We evaluated the integration of X-Mem into vLLM's KV offload connector, comparing it against a CPU DRAM baseline. We used the benchmark code used in the vLLM blog post on KV offloading (blog, code).

Setup

• Hardware: Single H200 GPU with 128GB of dedicated KV offloading memory (either Host DRAM or X-Mem).
• Model: Qwen3-30B-A3B-Instruct-2507 (96 KB per-token KV cache).
• Configuration: GPU KV cache disabled (to isolate offloading), block size = 128 tokens, 10000 prefill requests of 512 tokens are used for the throughput experiment.

Key Results

X-Mem shows significant gains over CPU DRAM for high cache-hit rate workloads, where data copying dominates computation:

• 🚀 Time to First Token (TTFT): ~4× faster than CPU DRAM.

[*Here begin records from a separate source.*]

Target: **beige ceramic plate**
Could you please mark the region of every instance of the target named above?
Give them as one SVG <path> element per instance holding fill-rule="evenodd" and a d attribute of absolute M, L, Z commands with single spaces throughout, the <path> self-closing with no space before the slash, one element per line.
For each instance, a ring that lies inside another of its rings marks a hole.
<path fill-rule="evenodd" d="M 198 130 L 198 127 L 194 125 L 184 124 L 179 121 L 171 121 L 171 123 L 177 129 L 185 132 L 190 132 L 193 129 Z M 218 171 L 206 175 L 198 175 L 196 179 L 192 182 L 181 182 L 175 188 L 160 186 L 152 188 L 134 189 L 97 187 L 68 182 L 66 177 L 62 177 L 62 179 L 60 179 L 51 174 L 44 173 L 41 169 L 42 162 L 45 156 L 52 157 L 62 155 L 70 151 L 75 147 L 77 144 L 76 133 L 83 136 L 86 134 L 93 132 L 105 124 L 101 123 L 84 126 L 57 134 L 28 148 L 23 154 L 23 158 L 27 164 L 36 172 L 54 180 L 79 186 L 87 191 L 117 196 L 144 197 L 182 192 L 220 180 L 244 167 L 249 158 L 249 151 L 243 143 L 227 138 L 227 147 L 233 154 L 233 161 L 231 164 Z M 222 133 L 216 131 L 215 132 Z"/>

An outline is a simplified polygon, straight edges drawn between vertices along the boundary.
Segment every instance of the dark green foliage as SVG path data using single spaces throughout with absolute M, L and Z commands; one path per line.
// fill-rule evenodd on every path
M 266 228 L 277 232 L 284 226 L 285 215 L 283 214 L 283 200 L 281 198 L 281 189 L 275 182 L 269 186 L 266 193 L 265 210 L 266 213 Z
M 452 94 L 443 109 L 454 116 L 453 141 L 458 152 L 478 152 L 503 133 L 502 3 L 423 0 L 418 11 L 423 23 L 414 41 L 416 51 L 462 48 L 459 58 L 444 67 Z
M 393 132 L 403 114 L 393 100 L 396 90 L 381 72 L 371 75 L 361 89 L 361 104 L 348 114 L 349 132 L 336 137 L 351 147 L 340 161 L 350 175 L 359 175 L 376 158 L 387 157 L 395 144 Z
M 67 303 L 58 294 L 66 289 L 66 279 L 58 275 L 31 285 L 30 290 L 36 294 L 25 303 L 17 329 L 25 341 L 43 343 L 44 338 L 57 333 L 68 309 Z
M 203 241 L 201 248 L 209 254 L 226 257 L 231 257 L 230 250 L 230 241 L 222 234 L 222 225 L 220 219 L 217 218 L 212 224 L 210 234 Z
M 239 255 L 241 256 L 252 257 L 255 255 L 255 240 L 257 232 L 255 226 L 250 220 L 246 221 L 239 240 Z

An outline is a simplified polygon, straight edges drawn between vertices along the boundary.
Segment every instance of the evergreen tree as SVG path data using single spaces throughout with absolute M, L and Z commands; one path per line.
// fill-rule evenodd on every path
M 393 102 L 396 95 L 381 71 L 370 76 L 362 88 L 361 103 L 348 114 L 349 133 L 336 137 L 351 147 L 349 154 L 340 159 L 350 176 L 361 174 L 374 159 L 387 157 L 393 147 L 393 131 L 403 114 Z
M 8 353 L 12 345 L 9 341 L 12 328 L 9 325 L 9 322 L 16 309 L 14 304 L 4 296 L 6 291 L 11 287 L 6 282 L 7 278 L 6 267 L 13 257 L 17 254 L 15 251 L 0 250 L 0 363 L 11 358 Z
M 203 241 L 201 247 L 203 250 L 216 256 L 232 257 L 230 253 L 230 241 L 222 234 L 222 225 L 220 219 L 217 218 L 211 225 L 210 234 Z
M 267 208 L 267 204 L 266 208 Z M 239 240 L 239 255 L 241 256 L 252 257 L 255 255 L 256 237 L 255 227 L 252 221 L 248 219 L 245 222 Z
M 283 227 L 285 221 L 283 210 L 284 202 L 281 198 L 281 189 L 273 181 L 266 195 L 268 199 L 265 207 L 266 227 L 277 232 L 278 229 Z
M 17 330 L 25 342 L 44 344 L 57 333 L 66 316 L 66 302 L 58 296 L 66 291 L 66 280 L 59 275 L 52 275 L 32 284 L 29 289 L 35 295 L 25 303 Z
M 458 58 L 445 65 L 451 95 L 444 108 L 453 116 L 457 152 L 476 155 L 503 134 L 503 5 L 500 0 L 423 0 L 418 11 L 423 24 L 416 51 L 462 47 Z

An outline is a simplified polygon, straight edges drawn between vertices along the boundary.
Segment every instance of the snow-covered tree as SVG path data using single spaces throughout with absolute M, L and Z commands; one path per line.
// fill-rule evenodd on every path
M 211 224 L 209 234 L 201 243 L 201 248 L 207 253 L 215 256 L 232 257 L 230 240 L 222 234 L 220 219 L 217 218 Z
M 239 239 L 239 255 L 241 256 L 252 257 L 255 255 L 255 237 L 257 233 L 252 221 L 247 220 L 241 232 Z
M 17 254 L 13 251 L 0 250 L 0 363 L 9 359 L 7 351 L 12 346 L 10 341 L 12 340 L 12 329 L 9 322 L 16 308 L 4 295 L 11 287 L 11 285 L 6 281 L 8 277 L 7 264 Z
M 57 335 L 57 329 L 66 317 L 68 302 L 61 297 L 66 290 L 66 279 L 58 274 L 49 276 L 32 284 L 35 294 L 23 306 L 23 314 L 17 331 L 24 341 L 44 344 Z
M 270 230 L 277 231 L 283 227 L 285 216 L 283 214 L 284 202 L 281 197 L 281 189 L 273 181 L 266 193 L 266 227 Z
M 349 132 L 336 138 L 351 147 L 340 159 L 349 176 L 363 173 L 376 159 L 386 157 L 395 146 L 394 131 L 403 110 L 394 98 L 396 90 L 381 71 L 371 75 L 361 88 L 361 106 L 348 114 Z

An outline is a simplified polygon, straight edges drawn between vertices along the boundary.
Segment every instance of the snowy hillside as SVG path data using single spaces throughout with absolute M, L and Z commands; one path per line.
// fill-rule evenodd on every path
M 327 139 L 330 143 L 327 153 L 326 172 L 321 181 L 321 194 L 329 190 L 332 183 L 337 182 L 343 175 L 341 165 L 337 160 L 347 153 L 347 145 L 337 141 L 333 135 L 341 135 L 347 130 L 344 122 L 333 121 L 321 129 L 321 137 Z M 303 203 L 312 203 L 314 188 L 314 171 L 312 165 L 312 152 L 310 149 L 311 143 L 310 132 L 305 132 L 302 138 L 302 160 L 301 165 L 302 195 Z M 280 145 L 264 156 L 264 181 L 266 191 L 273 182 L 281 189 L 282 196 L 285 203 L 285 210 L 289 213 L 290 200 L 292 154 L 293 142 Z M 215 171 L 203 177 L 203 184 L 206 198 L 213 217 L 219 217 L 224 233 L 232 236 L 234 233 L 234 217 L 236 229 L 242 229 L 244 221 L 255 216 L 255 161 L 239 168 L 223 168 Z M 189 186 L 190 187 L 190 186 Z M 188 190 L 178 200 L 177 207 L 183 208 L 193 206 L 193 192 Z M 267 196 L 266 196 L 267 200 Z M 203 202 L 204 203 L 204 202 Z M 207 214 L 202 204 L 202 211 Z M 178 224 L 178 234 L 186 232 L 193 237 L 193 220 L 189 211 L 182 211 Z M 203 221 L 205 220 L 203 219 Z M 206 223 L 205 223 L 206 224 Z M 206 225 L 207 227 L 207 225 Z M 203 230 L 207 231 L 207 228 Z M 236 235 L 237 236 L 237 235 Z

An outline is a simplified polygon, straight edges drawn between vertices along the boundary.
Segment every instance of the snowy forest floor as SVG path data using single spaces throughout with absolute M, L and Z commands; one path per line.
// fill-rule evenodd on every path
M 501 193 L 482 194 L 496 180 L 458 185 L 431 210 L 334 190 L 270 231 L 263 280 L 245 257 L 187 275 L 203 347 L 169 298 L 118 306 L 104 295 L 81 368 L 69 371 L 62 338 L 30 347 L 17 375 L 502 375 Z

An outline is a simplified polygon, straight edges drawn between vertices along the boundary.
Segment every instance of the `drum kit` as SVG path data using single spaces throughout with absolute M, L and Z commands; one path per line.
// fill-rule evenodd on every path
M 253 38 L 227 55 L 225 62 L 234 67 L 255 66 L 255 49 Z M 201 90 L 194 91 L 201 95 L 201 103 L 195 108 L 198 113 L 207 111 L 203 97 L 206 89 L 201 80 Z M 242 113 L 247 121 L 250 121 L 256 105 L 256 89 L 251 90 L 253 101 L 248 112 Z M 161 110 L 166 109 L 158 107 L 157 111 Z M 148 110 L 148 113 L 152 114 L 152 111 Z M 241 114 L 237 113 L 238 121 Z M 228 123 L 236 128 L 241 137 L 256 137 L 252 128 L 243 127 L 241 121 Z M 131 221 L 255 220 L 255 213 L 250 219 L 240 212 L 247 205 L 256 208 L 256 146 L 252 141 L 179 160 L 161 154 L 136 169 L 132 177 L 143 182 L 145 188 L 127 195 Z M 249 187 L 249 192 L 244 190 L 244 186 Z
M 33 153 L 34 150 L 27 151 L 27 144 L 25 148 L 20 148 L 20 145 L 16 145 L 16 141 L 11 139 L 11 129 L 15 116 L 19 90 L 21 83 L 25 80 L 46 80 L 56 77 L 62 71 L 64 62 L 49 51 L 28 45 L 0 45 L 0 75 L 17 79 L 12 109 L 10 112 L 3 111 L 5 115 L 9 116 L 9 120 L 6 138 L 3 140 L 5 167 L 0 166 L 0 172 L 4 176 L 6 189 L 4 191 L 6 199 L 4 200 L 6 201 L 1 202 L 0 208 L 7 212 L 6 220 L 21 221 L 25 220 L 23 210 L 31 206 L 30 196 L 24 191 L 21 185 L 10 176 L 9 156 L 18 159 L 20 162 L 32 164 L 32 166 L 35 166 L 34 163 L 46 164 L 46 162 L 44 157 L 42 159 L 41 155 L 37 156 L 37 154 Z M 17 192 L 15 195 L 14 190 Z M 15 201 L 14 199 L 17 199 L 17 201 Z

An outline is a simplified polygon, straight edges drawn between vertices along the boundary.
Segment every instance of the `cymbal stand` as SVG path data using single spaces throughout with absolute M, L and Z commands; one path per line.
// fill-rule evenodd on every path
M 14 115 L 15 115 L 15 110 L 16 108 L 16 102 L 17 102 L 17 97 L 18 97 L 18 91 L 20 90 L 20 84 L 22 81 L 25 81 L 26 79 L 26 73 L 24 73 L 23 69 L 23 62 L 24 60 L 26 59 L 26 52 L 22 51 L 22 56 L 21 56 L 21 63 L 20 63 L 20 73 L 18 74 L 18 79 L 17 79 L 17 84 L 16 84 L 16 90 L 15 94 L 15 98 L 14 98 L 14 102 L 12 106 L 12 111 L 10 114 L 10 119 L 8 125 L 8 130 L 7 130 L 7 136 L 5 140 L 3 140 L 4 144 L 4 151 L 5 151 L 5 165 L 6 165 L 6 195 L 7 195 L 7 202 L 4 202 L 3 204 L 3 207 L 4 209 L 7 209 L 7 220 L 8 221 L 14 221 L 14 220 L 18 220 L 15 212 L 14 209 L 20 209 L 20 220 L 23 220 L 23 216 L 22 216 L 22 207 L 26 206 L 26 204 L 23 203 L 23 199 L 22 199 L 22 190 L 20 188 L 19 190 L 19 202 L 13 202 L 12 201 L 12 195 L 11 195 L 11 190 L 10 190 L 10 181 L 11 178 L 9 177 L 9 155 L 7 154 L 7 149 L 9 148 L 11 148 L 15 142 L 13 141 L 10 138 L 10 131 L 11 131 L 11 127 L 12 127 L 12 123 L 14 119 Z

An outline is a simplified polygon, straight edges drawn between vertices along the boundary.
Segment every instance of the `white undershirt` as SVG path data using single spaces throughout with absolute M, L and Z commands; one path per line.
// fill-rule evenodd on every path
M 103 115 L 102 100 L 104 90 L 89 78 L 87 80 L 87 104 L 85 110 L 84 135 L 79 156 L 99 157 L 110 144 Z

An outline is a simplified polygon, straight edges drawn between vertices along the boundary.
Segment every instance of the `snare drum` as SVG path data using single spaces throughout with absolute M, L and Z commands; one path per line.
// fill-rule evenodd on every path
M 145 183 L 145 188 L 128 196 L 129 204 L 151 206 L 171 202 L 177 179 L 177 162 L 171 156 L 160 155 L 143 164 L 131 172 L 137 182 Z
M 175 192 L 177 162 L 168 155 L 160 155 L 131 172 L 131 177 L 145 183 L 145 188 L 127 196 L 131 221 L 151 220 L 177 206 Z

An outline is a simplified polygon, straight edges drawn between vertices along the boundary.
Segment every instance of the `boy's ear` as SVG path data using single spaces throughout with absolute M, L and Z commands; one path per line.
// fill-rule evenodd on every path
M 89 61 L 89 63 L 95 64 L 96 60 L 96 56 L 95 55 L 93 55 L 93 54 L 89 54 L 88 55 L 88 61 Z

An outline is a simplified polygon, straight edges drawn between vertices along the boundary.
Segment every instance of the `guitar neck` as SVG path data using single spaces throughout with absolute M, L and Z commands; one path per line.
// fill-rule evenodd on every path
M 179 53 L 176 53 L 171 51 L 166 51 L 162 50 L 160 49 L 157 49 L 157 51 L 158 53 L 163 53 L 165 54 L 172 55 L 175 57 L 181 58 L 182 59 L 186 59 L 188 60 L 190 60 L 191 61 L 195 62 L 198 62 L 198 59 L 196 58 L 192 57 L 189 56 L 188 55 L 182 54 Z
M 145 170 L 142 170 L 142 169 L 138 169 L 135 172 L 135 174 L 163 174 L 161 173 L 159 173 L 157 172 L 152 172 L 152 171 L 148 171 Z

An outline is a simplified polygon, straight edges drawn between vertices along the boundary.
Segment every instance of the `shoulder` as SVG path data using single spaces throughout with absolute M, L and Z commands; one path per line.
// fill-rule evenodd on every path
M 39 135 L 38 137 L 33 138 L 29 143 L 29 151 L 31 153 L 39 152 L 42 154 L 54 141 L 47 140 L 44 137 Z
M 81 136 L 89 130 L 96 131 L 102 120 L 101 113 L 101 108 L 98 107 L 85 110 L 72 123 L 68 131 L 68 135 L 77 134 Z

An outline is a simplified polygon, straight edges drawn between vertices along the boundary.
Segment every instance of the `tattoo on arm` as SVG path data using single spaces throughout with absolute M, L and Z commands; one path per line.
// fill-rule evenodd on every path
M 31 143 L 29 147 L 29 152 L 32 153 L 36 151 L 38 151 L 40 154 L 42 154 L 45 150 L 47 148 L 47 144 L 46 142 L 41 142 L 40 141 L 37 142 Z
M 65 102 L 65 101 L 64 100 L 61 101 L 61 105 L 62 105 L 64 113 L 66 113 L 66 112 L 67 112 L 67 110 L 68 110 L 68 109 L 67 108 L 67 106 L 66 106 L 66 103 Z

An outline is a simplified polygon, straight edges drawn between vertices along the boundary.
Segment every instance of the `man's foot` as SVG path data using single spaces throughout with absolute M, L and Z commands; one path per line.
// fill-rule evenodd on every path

* ⚡ Throughput: ~3× higher input token throughput.

Running the benchmark script

To reprodcue results, we provide the benchmark script (kvcache_benchmark.py) based on the benchmark used in the vLLM blog (blog, code).

• TTFT: python kvcache_benchmark.py --ttft
• throughput: python kvcache_benchmark.py --tput

Roadmap

• Optimize implementation to close the gap with the ~450 GB/s theoretical bandwidth limit.
• Expand benchmark across various block sizes and prompt lengths.
• Benchmark using production traces (e.g., Mooncake Trace) with the GPU KV cache enabled to represent real-world workloads.